To export these symbols directly from his library, Fransisco would still have to associate them with string keys of his choosing -- which seems like the core problem he was hoping to solve with symbols. I'm arguing that unless you're the only one using a symbol you create, you have to conjure up some mechanism of communicating its semantics to other users -- symbols can't solve this problem alone.

All that said, I can see the benefit to being able to export symbol bindings, which was the main point of his message -- at least registered symbols. Perhaps we just need to grow some syntax for creating registered symbols which is statically analyzable to make this feasible?

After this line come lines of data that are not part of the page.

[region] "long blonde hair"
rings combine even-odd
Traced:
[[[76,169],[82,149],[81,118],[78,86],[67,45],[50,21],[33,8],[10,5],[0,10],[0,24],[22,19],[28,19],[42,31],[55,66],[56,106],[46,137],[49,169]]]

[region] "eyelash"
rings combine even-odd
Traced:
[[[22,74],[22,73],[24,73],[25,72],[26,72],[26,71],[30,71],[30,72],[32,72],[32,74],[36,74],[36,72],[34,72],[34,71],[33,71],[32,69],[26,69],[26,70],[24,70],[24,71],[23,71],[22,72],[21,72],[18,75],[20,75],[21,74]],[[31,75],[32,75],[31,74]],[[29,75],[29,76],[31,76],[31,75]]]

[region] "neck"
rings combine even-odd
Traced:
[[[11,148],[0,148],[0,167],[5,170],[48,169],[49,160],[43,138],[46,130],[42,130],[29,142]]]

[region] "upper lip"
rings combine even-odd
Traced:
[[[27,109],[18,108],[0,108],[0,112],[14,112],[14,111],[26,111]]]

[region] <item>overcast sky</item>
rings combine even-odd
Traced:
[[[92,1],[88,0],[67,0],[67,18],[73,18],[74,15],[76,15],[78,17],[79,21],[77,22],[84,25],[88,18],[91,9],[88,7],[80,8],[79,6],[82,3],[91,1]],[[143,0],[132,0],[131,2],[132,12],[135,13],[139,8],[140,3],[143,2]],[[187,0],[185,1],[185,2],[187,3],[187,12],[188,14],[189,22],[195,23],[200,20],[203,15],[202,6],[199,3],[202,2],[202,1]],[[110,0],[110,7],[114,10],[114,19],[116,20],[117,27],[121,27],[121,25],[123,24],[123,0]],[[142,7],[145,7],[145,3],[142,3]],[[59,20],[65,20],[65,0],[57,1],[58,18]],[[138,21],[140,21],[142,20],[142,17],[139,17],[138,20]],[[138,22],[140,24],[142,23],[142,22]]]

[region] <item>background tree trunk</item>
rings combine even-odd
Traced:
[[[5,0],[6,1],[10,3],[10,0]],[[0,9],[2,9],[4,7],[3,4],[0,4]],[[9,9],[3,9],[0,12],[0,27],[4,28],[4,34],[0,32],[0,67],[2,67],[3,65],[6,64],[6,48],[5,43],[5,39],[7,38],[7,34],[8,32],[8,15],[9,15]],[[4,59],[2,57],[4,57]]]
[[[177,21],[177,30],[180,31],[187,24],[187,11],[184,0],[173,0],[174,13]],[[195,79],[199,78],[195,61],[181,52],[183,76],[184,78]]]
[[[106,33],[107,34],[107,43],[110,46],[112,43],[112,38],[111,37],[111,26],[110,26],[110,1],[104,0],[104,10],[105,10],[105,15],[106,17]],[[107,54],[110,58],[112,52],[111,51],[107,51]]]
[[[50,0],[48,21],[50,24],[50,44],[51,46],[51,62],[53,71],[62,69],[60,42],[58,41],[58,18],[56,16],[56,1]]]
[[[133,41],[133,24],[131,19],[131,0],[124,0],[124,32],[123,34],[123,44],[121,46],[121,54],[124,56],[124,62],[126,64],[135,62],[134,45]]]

# Dean Landolt (9 years ago)

[snip]

So if you export an opaque identity that you created yourself, and don't expose some mechanism for downstream consumers to know what it means, you're handing a bag of meaningless tokens which are, by definition, completely useless to them.

I should add: if you only intend to default-export a single symbol, this is not semantically meaningless. It may be possible to infer some kind of meaning from the module path of the import. I'm not convinced this is valuable, but it seems like something which could be made to work.

My point only holds when not doing a default-export of a symbol -- e.g. using symbol keys on a default-exported object or using unregistered symbols as export bindings (if this were even possible).

# Isiah Meadows (9 years ago)

May I ask what the use case for exporting symbol-named values is? I can't seem to think of any obvious one.